WHILE some analysts take aim at what they call the Bank of Thailand’s (BOT) hawkish stance on monetary policy for risking a deeper economic slowdown, the central bank’s chief insists the BOT is prepared for any dip in the economy.
The central bank is ready to act if the economy slows down sharply, its governor Veerathai Santiprabhob said yesterday amid concerns by some analysts that a stronger baht will hurt the economy.
Speaking to analysts on the monetary policy settings and economic conditions, Veerathai said the current policy rate of 1.75 per cent is accommodative to economic growth, which is expected to be 4 per cent this year.
“If the economic growth is sharply slower, then the central bank has the tools to address it,” he said.
Although the global economy is slowing down, unemployment rates in the United States and Europe remain low and the US economy is still creating jobs, Veerathai said.
But many analysts have expressed concern that a stronger baht – bolstered by higher interest rates – will hurt Thailand's exports. They also want the central bank to give a clear signal it will slow down the pace of rate increases in the future after the BOT raised the benchmark rate in December last year.
They fear that further rate rises would deepen the economic slowdown that is believed to be under way. The US Federal Reserve recently signalled to the market that it would be flexible on its stated goal of raising interest rates from the emergency levels set during the global financial crisis.
Underscoring the analysts’ concerns, the World Bank has forecast slower growth in the global economy this year.
“Given the current unfavourable economic conditions, the BOT’s rate tightening is not appropriate,” said Piyasak Manason, senior vice president and head of the wealth research department at SCB Securities Co.
Piyasak said that, among the Asian currencies, only the Japanese yen and the baht have strengthened against the US dollar since December. The yen and the baht have risen about 5 per cent and 2 per cent, respectively against the greenback over this period, he said.
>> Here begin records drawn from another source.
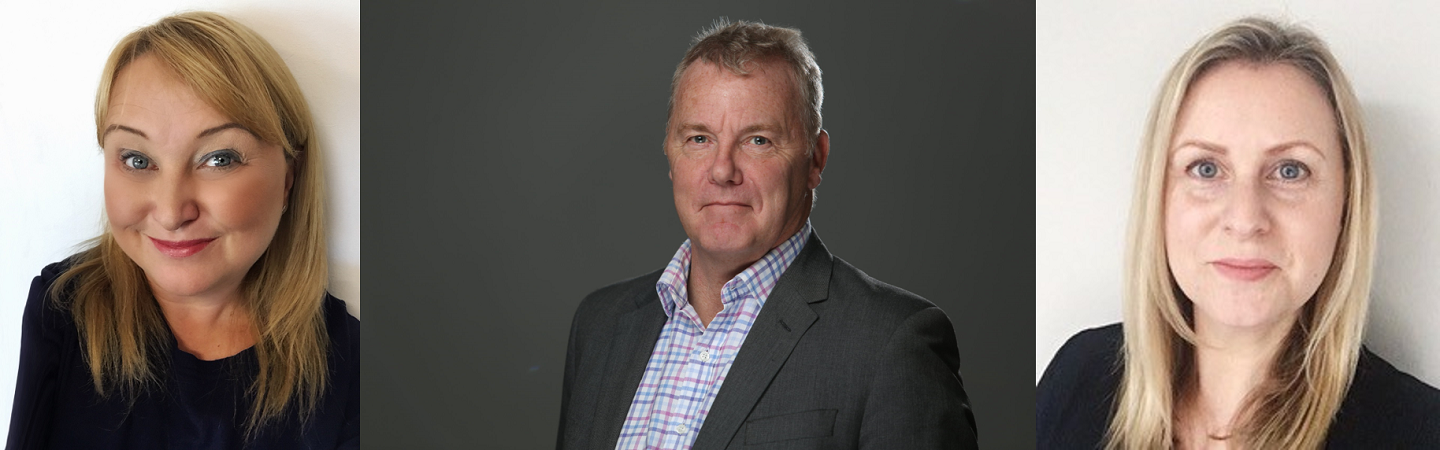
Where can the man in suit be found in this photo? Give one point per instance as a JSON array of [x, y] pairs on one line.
[[755, 336]]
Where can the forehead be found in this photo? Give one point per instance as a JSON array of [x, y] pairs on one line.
[[707, 88], [1257, 104], [149, 90]]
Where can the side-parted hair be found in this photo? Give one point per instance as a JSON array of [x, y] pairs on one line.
[[735, 45], [1316, 362], [123, 332]]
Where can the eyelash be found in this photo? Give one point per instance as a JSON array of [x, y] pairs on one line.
[[700, 140], [235, 159], [1303, 170]]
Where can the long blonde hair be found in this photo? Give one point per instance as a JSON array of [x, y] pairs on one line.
[[124, 335], [1316, 362]]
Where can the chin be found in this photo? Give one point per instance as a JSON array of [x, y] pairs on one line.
[[180, 283]]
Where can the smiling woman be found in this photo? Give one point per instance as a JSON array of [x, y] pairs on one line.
[[1249, 271], [199, 318]]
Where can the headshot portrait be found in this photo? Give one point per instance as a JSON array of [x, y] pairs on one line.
[[1234, 264], [182, 227], [703, 227]]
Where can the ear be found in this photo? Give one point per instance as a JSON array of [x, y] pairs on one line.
[[290, 176], [820, 157]]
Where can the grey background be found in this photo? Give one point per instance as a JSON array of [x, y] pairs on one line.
[[514, 165]]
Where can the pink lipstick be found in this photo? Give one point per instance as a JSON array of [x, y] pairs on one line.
[[180, 248], [1244, 270]]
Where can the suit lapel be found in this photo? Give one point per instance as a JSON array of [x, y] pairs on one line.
[[779, 326], [625, 367]]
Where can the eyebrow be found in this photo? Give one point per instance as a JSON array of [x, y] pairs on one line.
[[208, 131], [1275, 149], [121, 129], [746, 130]]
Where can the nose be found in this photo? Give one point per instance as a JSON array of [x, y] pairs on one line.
[[723, 169], [1246, 214], [174, 202]]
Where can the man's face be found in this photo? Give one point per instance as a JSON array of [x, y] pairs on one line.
[[738, 160]]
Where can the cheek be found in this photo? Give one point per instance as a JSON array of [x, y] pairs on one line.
[[249, 204], [1316, 232], [124, 205]]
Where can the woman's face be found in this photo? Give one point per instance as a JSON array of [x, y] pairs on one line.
[[1254, 191], [192, 196]]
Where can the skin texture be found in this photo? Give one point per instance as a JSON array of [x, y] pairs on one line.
[[740, 170], [1253, 205], [200, 181]]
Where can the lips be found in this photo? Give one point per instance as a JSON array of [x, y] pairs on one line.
[[1244, 270], [180, 248]]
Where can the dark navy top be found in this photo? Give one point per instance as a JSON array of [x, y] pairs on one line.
[[202, 404], [1074, 400]]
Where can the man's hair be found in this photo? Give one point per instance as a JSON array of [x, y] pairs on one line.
[[735, 45]]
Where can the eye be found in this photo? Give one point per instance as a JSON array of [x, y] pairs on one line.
[[1204, 169], [221, 159], [1292, 172], [134, 160]]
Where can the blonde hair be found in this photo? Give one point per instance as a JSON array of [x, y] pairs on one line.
[[124, 335], [1316, 362]]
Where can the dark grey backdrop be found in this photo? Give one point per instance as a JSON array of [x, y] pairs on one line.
[[513, 165]]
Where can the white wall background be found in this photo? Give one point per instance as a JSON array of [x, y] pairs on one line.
[[51, 173], [1098, 67]]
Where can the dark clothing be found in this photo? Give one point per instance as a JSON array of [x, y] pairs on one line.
[[835, 359], [200, 404], [1384, 408]]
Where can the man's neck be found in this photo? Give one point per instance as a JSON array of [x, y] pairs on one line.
[[707, 279]]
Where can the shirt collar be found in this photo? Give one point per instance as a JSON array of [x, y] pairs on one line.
[[756, 280]]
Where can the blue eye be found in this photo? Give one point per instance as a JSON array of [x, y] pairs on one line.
[[134, 160], [1292, 170], [1204, 169], [221, 159]]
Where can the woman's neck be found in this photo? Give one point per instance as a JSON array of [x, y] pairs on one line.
[[209, 328], [1230, 365]]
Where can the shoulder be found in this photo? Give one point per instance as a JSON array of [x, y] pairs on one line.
[[618, 296], [39, 310], [343, 329], [886, 302], [1386, 407], [1074, 397], [1090, 352]]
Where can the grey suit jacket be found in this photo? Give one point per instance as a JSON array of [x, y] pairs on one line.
[[835, 359]]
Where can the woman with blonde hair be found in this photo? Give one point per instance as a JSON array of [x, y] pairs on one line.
[[199, 318], [1247, 274]]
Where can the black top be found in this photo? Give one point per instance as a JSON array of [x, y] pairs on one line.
[[1384, 408], [203, 404]]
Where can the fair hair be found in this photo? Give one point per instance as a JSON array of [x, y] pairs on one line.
[[123, 332], [1314, 368], [738, 45]]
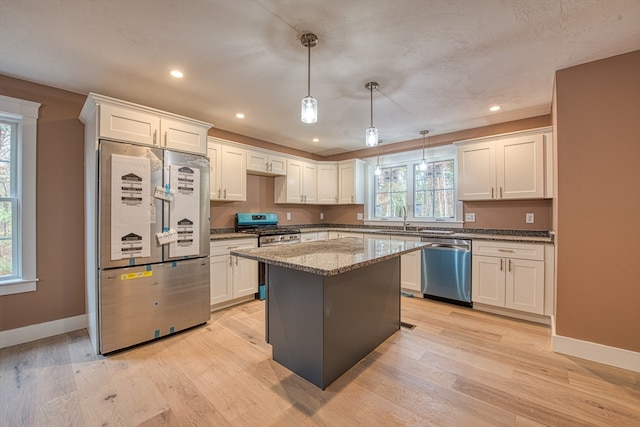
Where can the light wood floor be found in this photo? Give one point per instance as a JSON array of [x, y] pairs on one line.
[[458, 367]]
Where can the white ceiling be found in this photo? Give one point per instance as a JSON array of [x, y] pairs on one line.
[[440, 64]]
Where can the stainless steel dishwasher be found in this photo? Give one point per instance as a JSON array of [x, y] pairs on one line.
[[446, 270]]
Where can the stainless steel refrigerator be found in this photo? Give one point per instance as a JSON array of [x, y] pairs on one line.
[[153, 243]]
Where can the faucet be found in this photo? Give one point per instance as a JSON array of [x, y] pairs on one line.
[[403, 214]]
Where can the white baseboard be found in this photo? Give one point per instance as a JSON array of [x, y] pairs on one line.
[[618, 357], [42, 330]]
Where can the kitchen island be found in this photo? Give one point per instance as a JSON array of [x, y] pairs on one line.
[[330, 303]]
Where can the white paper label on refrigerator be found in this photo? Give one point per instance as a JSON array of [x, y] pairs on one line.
[[184, 212], [130, 207]]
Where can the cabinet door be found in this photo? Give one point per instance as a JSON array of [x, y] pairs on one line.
[[350, 182], [277, 165], [477, 171], [245, 277], [233, 179], [327, 183], [525, 285], [130, 125], [520, 168], [310, 182], [221, 285], [257, 161], [488, 280], [215, 189], [183, 136]]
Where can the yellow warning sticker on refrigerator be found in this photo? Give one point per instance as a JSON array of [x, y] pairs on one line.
[[138, 275]]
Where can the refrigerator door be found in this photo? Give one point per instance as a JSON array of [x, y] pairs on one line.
[[139, 304], [128, 216], [187, 214]]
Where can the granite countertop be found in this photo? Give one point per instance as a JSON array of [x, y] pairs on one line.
[[330, 257]]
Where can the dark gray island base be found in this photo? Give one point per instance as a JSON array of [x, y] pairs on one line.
[[330, 303]]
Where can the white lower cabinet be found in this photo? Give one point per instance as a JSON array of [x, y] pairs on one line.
[[232, 277], [508, 275]]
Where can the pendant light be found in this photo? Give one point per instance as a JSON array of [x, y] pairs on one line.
[[378, 170], [371, 134], [423, 163], [309, 111]]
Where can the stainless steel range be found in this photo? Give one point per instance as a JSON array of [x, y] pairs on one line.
[[265, 225]]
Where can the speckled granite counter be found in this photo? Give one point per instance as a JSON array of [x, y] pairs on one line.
[[330, 303], [330, 257]]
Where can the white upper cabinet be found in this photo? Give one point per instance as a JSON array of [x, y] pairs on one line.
[[300, 185], [266, 163], [128, 122], [506, 168], [351, 182], [228, 175], [327, 183]]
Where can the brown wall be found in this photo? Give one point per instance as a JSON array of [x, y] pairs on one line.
[[510, 214], [59, 212], [598, 212]]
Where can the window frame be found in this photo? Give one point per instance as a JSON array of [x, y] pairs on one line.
[[25, 114], [411, 159]]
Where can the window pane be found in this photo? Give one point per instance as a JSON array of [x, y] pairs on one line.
[[434, 190], [390, 191], [6, 240], [5, 159]]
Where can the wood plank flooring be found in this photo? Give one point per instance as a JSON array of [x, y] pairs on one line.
[[458, 367]]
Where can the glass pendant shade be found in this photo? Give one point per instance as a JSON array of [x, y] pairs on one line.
[[371, 135], [309, 111]]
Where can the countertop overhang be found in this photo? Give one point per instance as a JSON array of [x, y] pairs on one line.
[[330, 257]]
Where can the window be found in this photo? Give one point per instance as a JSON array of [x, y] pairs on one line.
[[390, 191], [434, 190], [18, 122], [427, 195]]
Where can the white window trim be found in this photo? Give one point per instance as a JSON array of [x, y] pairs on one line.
[[27, 114], [410, 158]]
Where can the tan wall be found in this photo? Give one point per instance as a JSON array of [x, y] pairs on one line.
[[510, 214], [60, 210], [598, 215]]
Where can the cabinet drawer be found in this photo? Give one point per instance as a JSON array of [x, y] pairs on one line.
[[509, 250], [222, 247]]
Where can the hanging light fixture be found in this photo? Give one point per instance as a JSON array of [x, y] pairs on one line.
[[378, 170], [309, 111], [371, 134], [423, 163]]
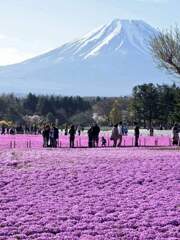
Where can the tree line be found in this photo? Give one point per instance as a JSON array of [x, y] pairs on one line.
[[149, 105]]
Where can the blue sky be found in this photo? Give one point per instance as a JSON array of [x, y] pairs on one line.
[[32, 27]]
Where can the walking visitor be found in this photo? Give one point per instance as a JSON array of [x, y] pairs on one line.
[[115, 135], [96, 131], [46, 136], [175, 134], [72, 133], [120, 132], [136, 134]]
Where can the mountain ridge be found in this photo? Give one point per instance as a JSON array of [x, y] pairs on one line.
[[111, 57]]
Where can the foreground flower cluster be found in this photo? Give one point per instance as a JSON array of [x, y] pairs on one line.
[[89, 194]]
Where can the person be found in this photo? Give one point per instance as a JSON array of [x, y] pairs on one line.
[[115, 135], [103, 141], [175, 134], [120, 131], [12, 131], [79, 130], [46, 135], [66, 130], [96, 131], [125, 130], [54, 136], [72, 133], [151, 130], [90, 137], [3, 130], [136, 134]]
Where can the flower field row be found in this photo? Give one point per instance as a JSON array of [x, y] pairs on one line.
[[35, 141], [89, 194]]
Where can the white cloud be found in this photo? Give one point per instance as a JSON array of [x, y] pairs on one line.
[[153, 1], [12, 55]]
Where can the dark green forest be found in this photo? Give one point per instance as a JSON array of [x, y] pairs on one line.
[[149, 105]]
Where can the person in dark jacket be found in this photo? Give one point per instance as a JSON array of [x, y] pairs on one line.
[[46, 135], [175, 131], [96, 131], [54, 136], [136, 134], [90, 137], [72, 133]]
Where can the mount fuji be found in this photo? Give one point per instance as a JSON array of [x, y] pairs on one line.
[[108, 61]]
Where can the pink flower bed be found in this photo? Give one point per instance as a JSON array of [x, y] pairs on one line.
[[36, 141], [89, 194]]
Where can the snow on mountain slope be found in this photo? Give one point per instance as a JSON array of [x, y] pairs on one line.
[[108, 61]]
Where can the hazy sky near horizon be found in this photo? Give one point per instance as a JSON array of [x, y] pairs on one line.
[[32, 27]]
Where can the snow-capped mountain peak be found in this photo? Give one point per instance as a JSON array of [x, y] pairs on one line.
[[108, 61]]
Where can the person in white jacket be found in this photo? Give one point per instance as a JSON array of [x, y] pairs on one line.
[[120, 131]]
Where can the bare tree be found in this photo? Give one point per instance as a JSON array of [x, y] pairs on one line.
[[165, 47]]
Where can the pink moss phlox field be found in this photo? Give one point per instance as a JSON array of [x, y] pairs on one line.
[[36, 141], [89, 194]]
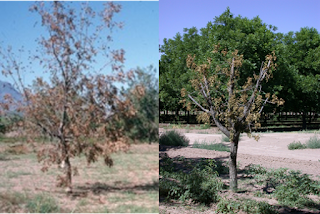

His comments echo those of exporters, who over the past few days have pointed to the rapid rise in the baht, a trend that would make Thai products less competitive in the global market.
Kobsidthi Silpachai, head of capital markets research at Kasikornbank, share Piyasak's view that the current monetary policy is not conducive to economic growth. Thai consumers remain saddled with high debt, which would make them cautious on spending, he said.
Exacerbating the problem is that the gap between rich and poor remains high, suggesting most consumers do not have much purchasing power compared with the 1 per cent of super rich, Kobsidthi said.
However, Mathee Supapongse, deputy governor of the BOT, argues that the global economy is not suffering from a fundamental deterioration. “The slowdown is coming from a high base, not from a low growth rate,” he said.
Addressing concerns over the threat of deflation, Mathee said that the lower prices of some goods has been caused by globalisation, along with the application of new technology in production and intensifying competition among e-commerce operators.
Veerathai also played down fears of a possible economic recession.
“Local consumers are not delaying their spending by waiting for further falls in the price of goods. We don't detect any such dramatic change in their behaviour,” he said.